2.11 Statements by Defendant

You have heard evidence that [defendant] made a statement in which the government claims [he/she] admitted certain facts.

It is for you to decide (1) whether [defendant] made the statement, and (2) if so, how much weight to give it. In making those decisions, you should consider all of the evidence about the statement, including the circumstances under which the statement may have been made [and any facts or circumstances tending to corroborate or contradict the version of events described in the statement].

Comment(s)

(1) The instruction uses the word “statement” to avoid the more pejorative term “confession.”

(2) A judge is required to give this instruction if the defendant has raised “a genuine factual issue concerning the voluntariness of such statements . . ., whether through his own or the Government’s witnesses[.]” United States v. Fera, 616 F.2d 590, 594 (1st Cir. 1980). Under 18 U.S.C. § 3501(a), “[i]f the trial judge determines that the confession was voluntarily made it shall be admitted in evidence and the trial judge shall permit the jury to hear relevant evidence on the issue of voluntariness and shall instruct the jury to give such weight to the confession as the jury feels it deserves under all the circumstances.” (Dickerson v. United States, 530 U.S. 428 (2000), held that 18 U.S.C. § 3501 did not displace the constitutional requirements of Miranda v. Arizona, 384 U.S. 436 (1966), but Dickerson did not say that section 3501 has no effect at all. It seems safer, therefore, to charge in light of section 3501 even if Miranda requirements are satisfied.) See also Crane v. Kentucky, 476 U.S. 683, 687-91 (1986) (holding exclusion of testimony about circumstances of confession deprived defendant of a fair opportunity to present a defense). The First Circuit has held that, “[o]nce the judge makes the preliminary finding of voluntariness, the jury does not make another independent finding on that issue. Under this procedure, the jury only hears evidence on the circumstances surrounding the confession to aid it in determining the weight or credibility of the confession.” United States v.
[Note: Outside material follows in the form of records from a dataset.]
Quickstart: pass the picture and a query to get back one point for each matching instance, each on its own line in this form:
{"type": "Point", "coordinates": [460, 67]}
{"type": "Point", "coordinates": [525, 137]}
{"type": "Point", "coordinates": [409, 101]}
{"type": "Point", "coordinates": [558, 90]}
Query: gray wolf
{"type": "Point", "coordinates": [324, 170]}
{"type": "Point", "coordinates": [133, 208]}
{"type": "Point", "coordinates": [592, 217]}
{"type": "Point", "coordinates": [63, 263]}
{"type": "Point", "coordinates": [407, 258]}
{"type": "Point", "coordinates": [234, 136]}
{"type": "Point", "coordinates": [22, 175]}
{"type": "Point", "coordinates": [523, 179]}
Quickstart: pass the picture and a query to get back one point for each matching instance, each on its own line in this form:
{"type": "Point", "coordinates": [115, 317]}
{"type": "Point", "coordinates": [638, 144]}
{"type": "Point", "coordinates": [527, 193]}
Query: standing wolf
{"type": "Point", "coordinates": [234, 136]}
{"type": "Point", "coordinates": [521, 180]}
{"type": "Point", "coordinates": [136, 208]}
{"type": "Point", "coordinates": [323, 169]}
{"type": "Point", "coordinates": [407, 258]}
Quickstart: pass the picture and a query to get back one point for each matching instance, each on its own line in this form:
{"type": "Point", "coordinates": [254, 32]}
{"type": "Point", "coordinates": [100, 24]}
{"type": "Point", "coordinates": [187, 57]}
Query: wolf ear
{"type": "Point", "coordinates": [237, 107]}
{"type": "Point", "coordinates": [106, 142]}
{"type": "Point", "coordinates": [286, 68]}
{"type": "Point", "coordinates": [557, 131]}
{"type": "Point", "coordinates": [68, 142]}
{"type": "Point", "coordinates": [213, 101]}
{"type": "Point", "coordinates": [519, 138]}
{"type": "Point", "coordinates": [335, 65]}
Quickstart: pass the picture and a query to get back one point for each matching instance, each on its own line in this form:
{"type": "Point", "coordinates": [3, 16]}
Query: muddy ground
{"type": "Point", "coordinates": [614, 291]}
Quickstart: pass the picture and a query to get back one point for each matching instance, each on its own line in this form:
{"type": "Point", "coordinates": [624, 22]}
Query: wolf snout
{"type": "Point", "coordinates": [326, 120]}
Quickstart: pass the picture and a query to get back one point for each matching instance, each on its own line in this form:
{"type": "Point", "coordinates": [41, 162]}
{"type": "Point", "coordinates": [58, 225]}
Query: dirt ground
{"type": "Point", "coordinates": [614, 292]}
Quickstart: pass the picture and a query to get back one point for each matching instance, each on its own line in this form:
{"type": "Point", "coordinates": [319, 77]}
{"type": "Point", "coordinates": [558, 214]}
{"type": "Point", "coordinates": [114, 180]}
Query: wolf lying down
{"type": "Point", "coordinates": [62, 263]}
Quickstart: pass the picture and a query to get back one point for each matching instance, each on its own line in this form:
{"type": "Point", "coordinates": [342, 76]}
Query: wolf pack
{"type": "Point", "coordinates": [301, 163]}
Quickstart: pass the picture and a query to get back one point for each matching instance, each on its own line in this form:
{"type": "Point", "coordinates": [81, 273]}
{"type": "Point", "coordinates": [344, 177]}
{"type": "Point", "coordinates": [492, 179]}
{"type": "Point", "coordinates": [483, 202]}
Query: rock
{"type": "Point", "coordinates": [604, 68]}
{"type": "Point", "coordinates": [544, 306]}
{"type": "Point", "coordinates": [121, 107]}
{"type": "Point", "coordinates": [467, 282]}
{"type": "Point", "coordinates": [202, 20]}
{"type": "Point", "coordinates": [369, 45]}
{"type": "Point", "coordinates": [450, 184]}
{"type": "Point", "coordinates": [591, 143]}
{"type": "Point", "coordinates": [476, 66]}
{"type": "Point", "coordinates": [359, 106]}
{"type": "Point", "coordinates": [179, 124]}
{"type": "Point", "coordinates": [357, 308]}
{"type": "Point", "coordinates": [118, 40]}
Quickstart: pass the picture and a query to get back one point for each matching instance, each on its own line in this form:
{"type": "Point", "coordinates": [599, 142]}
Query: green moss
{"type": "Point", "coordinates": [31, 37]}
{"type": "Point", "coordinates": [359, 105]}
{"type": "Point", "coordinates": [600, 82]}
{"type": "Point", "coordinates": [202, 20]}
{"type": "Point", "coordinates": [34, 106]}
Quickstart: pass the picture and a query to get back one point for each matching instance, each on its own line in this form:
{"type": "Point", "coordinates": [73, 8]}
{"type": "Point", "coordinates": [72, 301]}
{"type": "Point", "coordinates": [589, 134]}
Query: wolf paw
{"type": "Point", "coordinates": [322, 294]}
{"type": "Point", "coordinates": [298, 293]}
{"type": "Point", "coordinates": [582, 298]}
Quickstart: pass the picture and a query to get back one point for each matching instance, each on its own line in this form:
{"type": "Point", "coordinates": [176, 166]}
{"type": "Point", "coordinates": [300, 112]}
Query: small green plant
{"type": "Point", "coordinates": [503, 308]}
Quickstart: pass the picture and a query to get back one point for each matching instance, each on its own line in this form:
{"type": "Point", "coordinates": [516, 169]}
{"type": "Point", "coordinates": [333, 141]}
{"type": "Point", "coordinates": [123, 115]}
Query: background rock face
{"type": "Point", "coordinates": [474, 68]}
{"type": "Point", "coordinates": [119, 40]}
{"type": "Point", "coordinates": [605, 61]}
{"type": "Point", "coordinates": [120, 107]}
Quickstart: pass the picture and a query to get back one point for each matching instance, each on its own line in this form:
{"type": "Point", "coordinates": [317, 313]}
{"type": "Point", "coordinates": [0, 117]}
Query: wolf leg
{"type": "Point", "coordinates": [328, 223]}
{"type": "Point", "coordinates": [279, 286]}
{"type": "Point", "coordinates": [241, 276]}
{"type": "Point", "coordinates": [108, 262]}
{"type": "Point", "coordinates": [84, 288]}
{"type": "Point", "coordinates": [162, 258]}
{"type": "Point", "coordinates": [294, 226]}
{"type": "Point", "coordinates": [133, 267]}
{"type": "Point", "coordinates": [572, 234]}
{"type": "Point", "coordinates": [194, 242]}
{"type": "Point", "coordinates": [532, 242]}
Campusano, 947 F.2d 1, 6 (1st Cir. 1991) (quoting United States v. Nash, 910 F.2d 749, 756 (11th Cir. 1990) (quoting United States v. Robinson, 439 F.2d 553, 575 (D.C. Cir. 1970) (McGowan, J., dissenting))).

(3) In addition to determining whether a defendant’s statement was voluntarily made, the court must “make[] a preliminary determination as to whether testimony about the confession is sufficiently trustworthy for the jury to consider the confession as evidence of guilt.” United States v. Singleterry, 29 F.3d 733, 737 (1st Cir. 1994) (citations omitted). “The general rule is that a jury cannot rely on an extrajudicial, post-offense confession, even when voluntary, in the absence of ‘substantial independent evidence which would tend to establish the trustworthiness of [the] statement.’” Id. (alteration in original) (quoting Opper v. United States, 348 U.S. 84, 93 (1954)). If evidence of the statement is admitted, “the court has the discretion to determine that the question of trustworthiness is such a close one that it would be appropriate to instruct the jury to conduct its own corroboration analysis.” Id. at 739. That is the purpose of the bracketed language in the instruction. “[A] judge has wide latitude to select appropriate, legally correct instructions to ensure that the jury weighs the evidence without thoughtlessly crediting an out-of-court confession.” Id.